I can’t push a geforcefx5900ultra to more than about 35 Mtris/sec, using the VAR extension. Is something wrong, or is it just this slow?
I copy a set of vertices to the var-memory. This is done only once and not every frame. I use DrawElements with QUAD_STRIP. I use the newest drivers.
I check VAR is enabled, but it is only a little bit faster than without VAR. A vertex consists only of a 3*float position. Here some speed measurements with different strip sizes (Linux and Windows):
8 quad_strips:
with VAR(33Mtris/sec)
without VAR(25Mtris/sec)
32 quad_strips:
with VAR(35Mtris/sec)
without VAR(29Mtris/sec)
128 quad_strips:
with VAR(34Mtris/sec)
without VAR(26Mtris/sec)
512 quad_strips:
with VAR(29Mtris/sec)
without VAR(23Mtris/sec)
Why does it get slower with long strips? should be the opposite effect.
The “Learning VAR” demo comes up with compareable results. Maybe it has an agp bottleneck, since it copies the vertices to the var-mem all the time. But with the following statement, I am expected to get video-mem right?
AllocateMemoryNV(size, 0.0f, 0.0f, 0.5f);
With the BenMark5 demo, I get about 125 Mtris/sec. This is directx, why is it different?
How can I check whether the var-memory allocated is actually agp-mem or video-mem? Perhaps I get agp-mem and not video-mem and the agp could be the bottleneck?
Does anyone have some sample code+src which is very fast?
What is the point of adverticing with 350M transformed tris/sec, if it only delivers 10% ?
Originally posted by mfugl:
[b]
I copy a set of vertices to the var-memory. This is done only once and not every frame. I use DrawElements with QUAD_STRIP. I use the newest drivers.
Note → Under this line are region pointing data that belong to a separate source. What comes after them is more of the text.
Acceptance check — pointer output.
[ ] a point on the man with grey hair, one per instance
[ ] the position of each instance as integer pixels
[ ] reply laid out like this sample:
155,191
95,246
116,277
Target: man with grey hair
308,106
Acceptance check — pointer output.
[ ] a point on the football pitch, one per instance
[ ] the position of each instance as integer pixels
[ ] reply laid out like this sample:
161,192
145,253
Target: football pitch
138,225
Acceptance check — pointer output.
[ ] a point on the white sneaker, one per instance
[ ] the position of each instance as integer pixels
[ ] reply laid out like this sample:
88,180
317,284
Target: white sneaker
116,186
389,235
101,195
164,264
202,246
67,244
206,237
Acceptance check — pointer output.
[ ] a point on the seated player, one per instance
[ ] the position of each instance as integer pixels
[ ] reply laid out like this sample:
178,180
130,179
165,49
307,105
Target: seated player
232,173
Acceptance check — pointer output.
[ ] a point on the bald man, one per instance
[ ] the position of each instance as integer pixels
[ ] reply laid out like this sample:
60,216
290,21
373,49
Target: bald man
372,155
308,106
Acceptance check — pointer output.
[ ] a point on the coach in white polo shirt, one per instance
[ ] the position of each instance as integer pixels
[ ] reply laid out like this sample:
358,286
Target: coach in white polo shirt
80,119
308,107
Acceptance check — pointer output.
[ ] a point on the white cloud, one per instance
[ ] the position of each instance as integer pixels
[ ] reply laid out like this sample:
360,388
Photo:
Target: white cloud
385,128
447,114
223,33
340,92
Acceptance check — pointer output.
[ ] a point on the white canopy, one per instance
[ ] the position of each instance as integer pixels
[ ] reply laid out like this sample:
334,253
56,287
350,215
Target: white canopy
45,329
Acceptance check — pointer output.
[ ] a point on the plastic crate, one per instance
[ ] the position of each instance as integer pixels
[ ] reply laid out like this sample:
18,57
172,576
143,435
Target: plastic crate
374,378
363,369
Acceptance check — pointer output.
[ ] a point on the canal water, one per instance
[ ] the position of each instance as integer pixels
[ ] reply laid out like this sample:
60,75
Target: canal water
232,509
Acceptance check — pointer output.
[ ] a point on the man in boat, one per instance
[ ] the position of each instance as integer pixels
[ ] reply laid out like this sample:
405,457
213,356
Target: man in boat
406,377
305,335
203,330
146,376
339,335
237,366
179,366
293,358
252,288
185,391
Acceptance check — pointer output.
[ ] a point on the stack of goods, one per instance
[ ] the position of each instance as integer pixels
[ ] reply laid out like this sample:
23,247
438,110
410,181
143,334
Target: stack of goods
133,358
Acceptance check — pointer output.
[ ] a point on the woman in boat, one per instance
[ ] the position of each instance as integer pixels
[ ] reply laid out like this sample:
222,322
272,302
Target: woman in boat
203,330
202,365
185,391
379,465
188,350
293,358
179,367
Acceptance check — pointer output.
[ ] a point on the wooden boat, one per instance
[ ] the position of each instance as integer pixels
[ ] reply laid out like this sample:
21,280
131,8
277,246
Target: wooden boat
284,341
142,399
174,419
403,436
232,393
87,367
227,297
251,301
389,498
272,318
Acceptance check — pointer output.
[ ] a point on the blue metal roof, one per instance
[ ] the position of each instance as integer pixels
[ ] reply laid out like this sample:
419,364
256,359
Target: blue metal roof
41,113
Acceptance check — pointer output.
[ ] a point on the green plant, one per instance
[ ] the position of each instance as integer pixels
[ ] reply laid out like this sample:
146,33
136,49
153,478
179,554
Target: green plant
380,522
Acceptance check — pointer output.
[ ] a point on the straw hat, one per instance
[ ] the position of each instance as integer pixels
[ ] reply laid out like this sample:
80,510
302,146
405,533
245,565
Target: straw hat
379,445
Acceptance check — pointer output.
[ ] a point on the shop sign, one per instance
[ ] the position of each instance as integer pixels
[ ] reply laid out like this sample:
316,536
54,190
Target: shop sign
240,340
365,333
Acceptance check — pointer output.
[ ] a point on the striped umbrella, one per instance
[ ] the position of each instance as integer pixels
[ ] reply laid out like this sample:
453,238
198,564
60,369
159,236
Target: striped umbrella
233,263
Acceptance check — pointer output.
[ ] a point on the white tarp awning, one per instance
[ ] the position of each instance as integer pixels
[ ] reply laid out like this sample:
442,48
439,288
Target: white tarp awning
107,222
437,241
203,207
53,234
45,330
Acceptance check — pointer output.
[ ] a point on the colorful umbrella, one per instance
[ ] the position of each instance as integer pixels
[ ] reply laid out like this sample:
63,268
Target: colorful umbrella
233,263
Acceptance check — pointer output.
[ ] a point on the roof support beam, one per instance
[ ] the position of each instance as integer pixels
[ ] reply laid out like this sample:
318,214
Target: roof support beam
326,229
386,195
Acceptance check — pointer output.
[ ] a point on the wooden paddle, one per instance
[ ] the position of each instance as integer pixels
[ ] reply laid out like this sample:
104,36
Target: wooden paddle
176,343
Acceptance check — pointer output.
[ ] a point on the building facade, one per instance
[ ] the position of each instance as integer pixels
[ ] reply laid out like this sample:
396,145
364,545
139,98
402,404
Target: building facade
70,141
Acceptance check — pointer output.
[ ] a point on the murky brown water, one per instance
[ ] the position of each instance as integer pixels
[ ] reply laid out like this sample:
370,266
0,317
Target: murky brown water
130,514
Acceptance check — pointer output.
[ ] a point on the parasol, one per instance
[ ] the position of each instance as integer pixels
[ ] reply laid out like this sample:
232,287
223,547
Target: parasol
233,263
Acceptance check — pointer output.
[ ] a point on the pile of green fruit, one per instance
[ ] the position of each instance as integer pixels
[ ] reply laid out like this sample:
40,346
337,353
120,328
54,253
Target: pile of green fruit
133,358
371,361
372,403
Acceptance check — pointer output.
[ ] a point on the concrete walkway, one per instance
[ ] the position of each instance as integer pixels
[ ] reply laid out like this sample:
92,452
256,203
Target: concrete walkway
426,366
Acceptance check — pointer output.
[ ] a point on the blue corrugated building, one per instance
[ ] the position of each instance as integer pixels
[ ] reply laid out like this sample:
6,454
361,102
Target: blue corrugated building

I check VAR is enabled, but it is only a little bit faster than without VAR. A vertex consists only of a 3*float position. Here some speed measurements with different strip sizes (Linux and Windows):
[/b]
Are you absolutely, absolutely sure that you have the newest drivers? My 5900 ran like a dog until I installed the 44.96 drivers for Linux.
[b]
What is the point of adverticing with 350M transformed tris/sec, if it only delivers 10% ?
[/b]
Those are untextured, zero-area triangles. You’re rendering quads. The driver probably has to triangulate each quad. I’m guessing you’re quads are not zero-area.
Do you have the correct AGP drivers installed?
BenMark5 probably uses triangles rather than quads.
There isn’t a whole lot of video-mem to be had. Maybe you are allocating too much and ending up with system-mem. Stick with agp-mem.
Are you writing linearly to memory? Are you aligning the memory correctly?
Try VBO instead of VAR. The usage is a little more intuitive and you don’t have to fart around with NV_fence.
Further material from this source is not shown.